After having examined all the documents that are necessary or useful in this matter, among them information from your Chancery, as well as appeals and reports in which the associates of "St. Benedict Center" explain their opinions and complaints, and also many other documents pertinent to the controversy, officially collected, the same Sacred Congregation is convinced that the unfortunate controversy arose from the fact that the axiom, "outside the Church there is no salvation," was not correctly understood and weighed, and that the same controversy was rendered more bitter by serious disturbance of discipline arising from the fact that some of the associates of the institutions mentioned above refused reverence and obedience to legitimate authorities.
Two issues are raised: one is the charge that "outside the Church there is no salvation" was not being understood properly, as if some heresy were afoot. The other is a charge that disobedience or insubordination of some variety was afoot. The true heart of the discussion resides solely in a controversy concerning the first, the doctrinal element.
Accordingly, the Most Eminent and Most Reverend Cardinals of this Supreme Congregation, in a plenary session held on Wednesday, July 27, 1949, decreed, and the august Pontiff in an audience on the following Thursday, July 28, 1949, deigned to give his approval, that the following explanations pertinent to the doctrine, and also that invitations and exhortations relevant to discipline be given:
We are bound by divine and Catholic faith to believe all those things which are contained in the word of God, whether it be Scripture or Tradition, and are proposed by the Church to be believed as divinely revealed, not only through solemn judgment but also through the ordinary and universal teaching office (, n. 1792).
True.
Now, among those things which the Church has always preached and will never cease to preach is contained also that infallible statement by which we are taught that there is no salvation outside the Church.

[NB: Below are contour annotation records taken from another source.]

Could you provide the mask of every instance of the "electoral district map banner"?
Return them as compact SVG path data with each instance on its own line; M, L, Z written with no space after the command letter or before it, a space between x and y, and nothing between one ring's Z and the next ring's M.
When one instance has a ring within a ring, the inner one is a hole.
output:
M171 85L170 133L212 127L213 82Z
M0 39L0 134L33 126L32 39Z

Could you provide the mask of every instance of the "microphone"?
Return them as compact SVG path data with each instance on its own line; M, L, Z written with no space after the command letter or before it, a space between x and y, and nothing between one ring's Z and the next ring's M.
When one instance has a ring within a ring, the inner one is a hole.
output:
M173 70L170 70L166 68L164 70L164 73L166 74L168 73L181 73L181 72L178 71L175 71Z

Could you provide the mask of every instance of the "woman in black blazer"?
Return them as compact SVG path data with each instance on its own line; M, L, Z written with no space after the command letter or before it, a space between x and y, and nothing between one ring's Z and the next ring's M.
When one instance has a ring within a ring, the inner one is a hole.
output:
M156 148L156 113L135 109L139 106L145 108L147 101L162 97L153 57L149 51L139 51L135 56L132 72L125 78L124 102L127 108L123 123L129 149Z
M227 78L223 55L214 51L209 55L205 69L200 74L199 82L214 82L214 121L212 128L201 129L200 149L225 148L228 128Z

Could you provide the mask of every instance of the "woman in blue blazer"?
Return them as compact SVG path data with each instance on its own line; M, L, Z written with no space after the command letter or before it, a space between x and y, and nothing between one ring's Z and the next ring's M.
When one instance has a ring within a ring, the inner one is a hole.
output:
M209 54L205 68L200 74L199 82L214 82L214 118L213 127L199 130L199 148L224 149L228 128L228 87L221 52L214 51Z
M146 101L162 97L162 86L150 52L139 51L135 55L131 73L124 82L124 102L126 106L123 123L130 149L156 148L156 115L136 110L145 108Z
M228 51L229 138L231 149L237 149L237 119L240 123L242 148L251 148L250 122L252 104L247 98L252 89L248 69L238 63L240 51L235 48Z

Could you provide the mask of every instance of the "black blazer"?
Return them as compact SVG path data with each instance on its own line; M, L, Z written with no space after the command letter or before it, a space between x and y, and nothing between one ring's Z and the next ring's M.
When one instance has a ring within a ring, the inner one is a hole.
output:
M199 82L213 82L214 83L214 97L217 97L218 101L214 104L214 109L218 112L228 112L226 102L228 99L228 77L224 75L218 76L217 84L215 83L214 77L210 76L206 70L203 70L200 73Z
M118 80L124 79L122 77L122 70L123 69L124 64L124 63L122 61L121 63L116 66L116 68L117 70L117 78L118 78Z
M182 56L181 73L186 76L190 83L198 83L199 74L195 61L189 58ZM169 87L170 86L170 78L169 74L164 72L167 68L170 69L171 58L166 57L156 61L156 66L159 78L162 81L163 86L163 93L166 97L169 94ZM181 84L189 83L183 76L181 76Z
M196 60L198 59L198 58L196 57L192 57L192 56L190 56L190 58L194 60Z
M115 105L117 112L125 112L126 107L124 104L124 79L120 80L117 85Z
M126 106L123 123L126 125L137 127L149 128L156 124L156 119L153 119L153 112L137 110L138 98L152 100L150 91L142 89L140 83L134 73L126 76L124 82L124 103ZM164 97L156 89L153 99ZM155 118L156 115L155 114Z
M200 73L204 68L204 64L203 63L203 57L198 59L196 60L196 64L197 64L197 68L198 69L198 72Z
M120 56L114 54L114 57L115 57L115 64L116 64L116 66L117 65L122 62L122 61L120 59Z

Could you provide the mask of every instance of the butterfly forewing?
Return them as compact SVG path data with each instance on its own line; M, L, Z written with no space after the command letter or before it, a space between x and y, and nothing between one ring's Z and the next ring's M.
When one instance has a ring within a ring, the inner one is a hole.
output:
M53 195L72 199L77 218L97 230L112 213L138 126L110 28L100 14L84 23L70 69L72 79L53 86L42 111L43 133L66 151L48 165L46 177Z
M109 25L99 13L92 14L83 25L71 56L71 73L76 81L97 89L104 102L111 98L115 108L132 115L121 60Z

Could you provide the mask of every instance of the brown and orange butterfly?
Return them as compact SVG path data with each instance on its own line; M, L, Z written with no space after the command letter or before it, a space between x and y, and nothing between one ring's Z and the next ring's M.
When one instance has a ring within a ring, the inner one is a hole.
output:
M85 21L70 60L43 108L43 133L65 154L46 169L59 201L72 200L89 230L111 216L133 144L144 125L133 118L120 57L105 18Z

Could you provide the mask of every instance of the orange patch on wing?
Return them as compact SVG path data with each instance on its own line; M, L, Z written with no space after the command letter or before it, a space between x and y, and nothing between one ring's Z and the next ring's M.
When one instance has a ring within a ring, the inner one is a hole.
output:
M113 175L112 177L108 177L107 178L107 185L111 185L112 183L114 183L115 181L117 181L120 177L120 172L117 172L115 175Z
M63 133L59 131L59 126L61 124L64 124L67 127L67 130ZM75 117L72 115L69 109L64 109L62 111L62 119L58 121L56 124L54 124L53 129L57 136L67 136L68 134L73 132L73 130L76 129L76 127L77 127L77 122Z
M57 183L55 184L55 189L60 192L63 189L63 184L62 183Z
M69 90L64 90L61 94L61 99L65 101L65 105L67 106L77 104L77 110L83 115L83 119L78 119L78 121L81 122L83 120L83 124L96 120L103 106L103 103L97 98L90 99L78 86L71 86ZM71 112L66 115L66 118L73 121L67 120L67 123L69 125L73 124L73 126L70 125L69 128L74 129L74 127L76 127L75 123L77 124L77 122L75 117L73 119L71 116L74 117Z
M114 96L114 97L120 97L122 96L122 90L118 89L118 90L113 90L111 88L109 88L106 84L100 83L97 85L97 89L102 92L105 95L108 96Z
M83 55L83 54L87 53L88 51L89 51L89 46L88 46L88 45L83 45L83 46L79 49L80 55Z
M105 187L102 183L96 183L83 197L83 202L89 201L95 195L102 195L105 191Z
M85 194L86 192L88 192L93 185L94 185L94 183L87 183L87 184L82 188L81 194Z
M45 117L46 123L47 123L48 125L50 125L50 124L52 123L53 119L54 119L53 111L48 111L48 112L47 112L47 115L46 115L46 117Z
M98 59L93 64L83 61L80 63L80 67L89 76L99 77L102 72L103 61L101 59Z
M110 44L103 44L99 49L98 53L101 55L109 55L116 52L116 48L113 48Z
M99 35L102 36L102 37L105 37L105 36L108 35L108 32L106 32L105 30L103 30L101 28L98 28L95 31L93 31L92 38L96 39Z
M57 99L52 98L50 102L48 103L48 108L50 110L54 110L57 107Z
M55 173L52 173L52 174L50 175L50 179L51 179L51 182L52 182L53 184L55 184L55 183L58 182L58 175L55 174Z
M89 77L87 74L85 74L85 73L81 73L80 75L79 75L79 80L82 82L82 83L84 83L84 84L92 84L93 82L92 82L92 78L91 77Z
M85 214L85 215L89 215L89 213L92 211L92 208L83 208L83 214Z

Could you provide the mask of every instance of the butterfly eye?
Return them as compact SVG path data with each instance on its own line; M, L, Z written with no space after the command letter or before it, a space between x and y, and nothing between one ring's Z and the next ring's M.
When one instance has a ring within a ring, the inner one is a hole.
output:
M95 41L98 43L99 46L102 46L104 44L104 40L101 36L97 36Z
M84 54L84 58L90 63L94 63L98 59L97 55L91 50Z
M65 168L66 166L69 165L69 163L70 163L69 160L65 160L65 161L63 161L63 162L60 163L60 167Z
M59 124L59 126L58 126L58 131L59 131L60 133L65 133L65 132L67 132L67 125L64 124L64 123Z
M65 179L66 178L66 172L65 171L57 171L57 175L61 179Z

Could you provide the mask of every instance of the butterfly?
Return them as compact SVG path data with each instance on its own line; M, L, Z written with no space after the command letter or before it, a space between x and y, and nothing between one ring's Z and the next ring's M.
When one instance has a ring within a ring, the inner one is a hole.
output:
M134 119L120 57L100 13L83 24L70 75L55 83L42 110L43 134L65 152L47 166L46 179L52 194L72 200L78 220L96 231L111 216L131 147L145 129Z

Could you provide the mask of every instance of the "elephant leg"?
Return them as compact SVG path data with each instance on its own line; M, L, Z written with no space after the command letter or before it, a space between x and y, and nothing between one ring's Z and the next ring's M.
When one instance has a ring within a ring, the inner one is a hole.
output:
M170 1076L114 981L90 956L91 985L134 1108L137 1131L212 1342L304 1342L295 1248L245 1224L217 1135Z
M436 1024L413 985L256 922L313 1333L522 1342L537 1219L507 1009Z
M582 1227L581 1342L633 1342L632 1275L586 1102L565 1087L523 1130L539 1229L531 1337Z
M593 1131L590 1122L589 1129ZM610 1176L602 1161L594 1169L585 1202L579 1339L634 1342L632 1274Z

True, and well said. In fact, most of the first part of the letter is actually a very eloquent reiteration of Catholic dogma.
However, this dogma must be understood in that sense in which the Church herself understands it. For, it was not to private judgments that Our Savior gave for explanation those things that are contained in the deposit of faith, but to the teaching authority of the Church.
True.
Now, in the first place, the Church teaches that in this matter there is question of a most strict command of Jesus Christ. For He explicitly enjoined on His apostles to teach all nations to observe all things whatsoever He Himself had commanded (Matt. 28: 19-20).
True.
Now, among the commandments of Christ, that one holds not the least place by which we are commanded to be incorporated by baptism into the Mystical Body of Christ, which is the Church, and to remain united to Christ and to His Vicar, through whom He Himself in a visible manner governs the Church on earth.
True.
Therefore, no one will be saved who, knowing the Church to have been divinely established by Christ, nevertheless refuses to submit to the Church or withholds obedience from the Roman Pontiff, the Vicar of Christ on earth.

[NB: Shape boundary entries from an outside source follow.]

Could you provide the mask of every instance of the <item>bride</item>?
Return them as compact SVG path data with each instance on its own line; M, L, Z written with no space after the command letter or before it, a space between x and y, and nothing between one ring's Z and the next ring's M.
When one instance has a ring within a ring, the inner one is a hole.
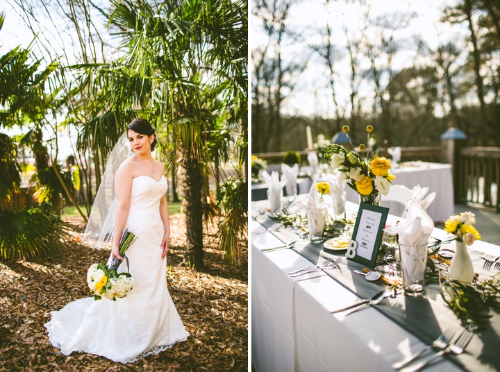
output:
M66 355L81 351L129 363L188 338L167 288L167 184L163 164L151 156L157 144L151 125L135 119L110 155L83 241L100 248L112 236L110 260L123 260L120 237L126 228L133 232L138 239L126 251L130 267L124 262L118 270L130 272L133 289L116 301L89 297L51 312L49 338ZM108 207L112 191L116 198Z

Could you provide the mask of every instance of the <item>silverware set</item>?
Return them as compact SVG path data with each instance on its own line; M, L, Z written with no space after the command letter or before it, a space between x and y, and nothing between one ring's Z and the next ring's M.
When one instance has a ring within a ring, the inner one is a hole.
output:
M493 266L493 264L494 264L495 270L500 270L500 262L498 262L500 256L496 258L487 258L484 256L479 256L479 257L485 260L485 263L483 265L483 269L485 270L488 270L489 271Z
M290 244L287 244L285 246L268 248L265 248L265 249L262 249L260 251L266 253L266 252L272 252L273 251L280 251L281 249L288 249L289 248L292 248L292 246L294 246L295 245L295 243L297 243L297 240L295 242L292 242Z
M461 354L465 350L465 348L469 344L471 339L472 339L474 334L472 332L464 330L460 335L457 337L455 341L452 343L451 340L453 339L453 332L450 330L447 330L441 334L440 337L432 343L432 344L427 346L424 350L416 353L412 356L401 360L401 362L394 363L391 366L394 369L404 372L417 372L417 371L423 369L436 359L442 357L444 354L453 353L457 355L458 354ZM422 360L422 362L418 362L411 364L410 366L403 368L404 366L414 361L415 359L418 358L420 355L429 350L435 350L438 351L438 353L430 357Z
M340 268L338 267L338 265L342 262L342 259L341 257L339 257L335 261L332 258L327 258L321 264L311 265L308 267L304 267L303 269L301 269L300 270L297 270L296 271L290 271L288 273L288 275L290 275L290 277L292 277L292 278L295 278L297 276L301 276L306 275L306 274L308 274L310 273L314 273L315 271L321 271L323 270L332 270L335 268L337 268L340 270Z

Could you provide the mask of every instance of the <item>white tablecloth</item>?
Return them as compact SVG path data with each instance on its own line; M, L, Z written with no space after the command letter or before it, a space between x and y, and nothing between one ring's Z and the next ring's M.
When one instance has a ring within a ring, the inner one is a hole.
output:
M451 164L419 162L414 164L415 167L401 167L393 169L392 173L396 176L396 179L392 183L403 185L410 189L419 183L422 187L428 187L428 195L435 192L436 197L427 213L435 222L446 221L454 214ZM359 202L358 194L354 190L349 187L346 187L346 190L349 201ZM383 203L382 206L389 208L389 212L396 216L401 216L403 212L402 205L395 202Z
M357 210L352 203L347 207ZM388 221L396 219L390 215ZM264 230L253 221L251 230L256 229ZM435 229L432 236L446 233ZM260 251L282 245L268 232L252 236L251 359L257 371L392 371L391 364L426 347L375 309L344 318L331 314L356 295L324 273L290 278L288 271L310 262L290 249ZM482 242L474 248L500 251ZM426 371L460 369L443 360Z

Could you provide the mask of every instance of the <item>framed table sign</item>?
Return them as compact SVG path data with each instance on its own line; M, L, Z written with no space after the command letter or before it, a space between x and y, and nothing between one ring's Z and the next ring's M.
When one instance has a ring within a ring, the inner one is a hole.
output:
M380 248L389 208L360 204L346 257L373 269Z

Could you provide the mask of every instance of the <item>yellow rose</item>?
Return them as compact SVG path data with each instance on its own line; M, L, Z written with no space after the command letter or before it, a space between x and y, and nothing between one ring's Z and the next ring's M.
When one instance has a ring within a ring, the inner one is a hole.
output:
M360 181L355 182L354 183L356 183L358 192L361 195L369 195L372 194L373 191L373 184L372 181L373 181L373 178L367 176Z
M451 221L449 219L447 219L447 221L444 222L444 231L449 234L454 234L456 232L458 223L460 223L460 221Z
M319 182L316 184L316 191L321 192L322 195L330 192L330 185L326 182Z
M96 283L96 289L101 291L101 289L103 289L103 287L104 287L106 283L108 282L108 277L107 276L103 276L103 278L101 279L99 282Z
M467 234L467 232L470 232L472 234L474 234L474 237L476 238L476 240L481 240L481 235L479 235L479 232L476 230L476 228L471 226L469 225L462 225L462 227L460 227L460 230L462 230L462 232L463 235ZM446 231L446 229L444 230Z
M390 168L390 160L385 159L383 156L378 158L376 155L375 158L369 163L372 173L375 176L385 176Z

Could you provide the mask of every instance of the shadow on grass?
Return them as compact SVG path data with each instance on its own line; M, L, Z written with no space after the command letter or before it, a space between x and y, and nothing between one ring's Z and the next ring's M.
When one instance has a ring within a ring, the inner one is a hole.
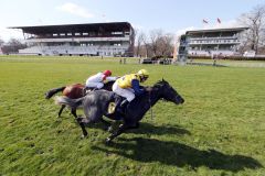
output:
M226 155L215 150L200 151L178 142L141 138L132 140L119 139L118 141L118 143L114 143L106 148L98 146L93 146L92 148L106 152L107 154L117 154L138 162L160 162L161 164L178 167L187 165L192 168L205 166L211 169L231 172L263 167L258 161L248 156Z

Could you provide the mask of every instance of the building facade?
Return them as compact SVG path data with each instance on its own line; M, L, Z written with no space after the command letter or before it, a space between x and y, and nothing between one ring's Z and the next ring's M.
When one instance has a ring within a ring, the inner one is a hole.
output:
M135 32L128 22L13 26L28 47L20 54L134 56Z
M209 29L187 31L179 37L179 55L233 56L240 55L247 28Z

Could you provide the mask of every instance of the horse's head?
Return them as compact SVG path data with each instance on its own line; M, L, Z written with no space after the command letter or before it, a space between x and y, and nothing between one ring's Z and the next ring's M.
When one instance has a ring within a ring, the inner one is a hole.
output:
M159 89L160 97L165 100L174 102L177 105L184 102L184 99L169 85L168 81L162 79L153 87Z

True. HOWEVER... you may notice something here. The way it is written, the reader is led to infer something that is not necessarily true. This is very unique to, and common in most post-conciliar documents; this particular text, obviously pre-council, is a forerunner of what's to come.

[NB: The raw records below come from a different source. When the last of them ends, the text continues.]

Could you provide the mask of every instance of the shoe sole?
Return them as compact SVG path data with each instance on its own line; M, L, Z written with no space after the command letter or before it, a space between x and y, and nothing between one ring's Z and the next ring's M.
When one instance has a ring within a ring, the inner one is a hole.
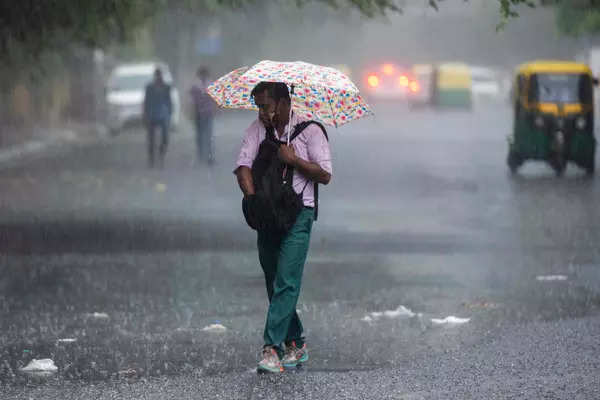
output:
M302 357L300 357L300 359L298 361L296 361L294 364L283 364L282 363L282 365L284 368L294 368L294 367L298 367L298 366L304 364L307 361L308 361L308 353L304 353L302 355Z
M263 366L258 366L256 368L256 372L258 374L280 374L283 372L283 368L280 369L269 369L267 367L263 367Z

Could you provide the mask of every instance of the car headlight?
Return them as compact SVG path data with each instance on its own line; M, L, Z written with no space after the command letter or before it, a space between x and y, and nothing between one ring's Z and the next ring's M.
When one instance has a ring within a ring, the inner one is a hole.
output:
M538 115L533 120L533 123L535 124L536 128L543 128L544 127L544 117L542 117L541 115Z

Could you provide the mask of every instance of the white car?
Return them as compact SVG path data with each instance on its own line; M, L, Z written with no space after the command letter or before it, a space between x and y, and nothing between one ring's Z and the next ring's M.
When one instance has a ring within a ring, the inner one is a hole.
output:
M165 83L171 86L171 127L177 129L181 117L181 102L171 71L164 63L146 62L121 64L111 72L106 88L107 125L111 132L117 133L125 126L142 122L146 85L154 79L156 68L161 69Z
M499 74L487 67L471 67L473 101L475 104L502 100Z

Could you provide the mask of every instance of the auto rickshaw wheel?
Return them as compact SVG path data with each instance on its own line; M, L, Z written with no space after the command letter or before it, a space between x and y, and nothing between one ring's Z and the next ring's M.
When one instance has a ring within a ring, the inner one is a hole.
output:
M555 155L554 159L550 162L556 176L561 177L565 173L565 169L567 169L567 162L562 155Z
M506 162L512 174L516 174L519 170L519 167L523 165L523 159L512 150L508 152L508 159Z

Here's what I mean. Let's take this statement on the face of it. Is it true as written? Absolutely.
But notice how it introduces the qualifer: "no one ... who knows". Without actually saying so, the reader is left to infer that ignorance exempts one from the truth of the statement. The reader automatically assumes this:
"If they know and don't submit to the Church, well then yeah, they can't be saved. But if they don't know, well, that must be different. They probably can be saved if they don't know."
But the statement didn't say that. The reader is merely left to infer this. This way, the one making the statement is in a certain sense held harmless. The fact of the matter is, ignorance doesn't exempt them. Why not? Very simple: ignorance does not remove Orginal Sin. Original sin has to be remedied. The sacrament of baptism does this. Ignorance doesn't. That's doctrine.
This is a classic example of the carefully crafted statements that have become so common in the modern Church. See how it isn't an untruth on the face of it, but how it leads the reader to infer something that cannot rightly be concluded without flying in the face of the known dogma of the Church. This can be easily pulled off; all one needs to do is to predicate the truth of a selective part instead of of the whole thing. Even though it's true for the whole thing, instead of just the part. This way, the reader assumes it is only true for the part, and not for the whole. Example:
Let's say you're standing in a line for a movie, for which it is known by all that a ticket is required for entry. People of all races are in the line. Somebody comes over the loudspeaker and says this:
"All Pacific Islanders not displaying a ticket will not be admitted into the movie."
Is the statement true? Well, yeah, sure. But automatically everybody of every other race is going to get it into their heads that maybe they don't really need a ticket. Maybe. True?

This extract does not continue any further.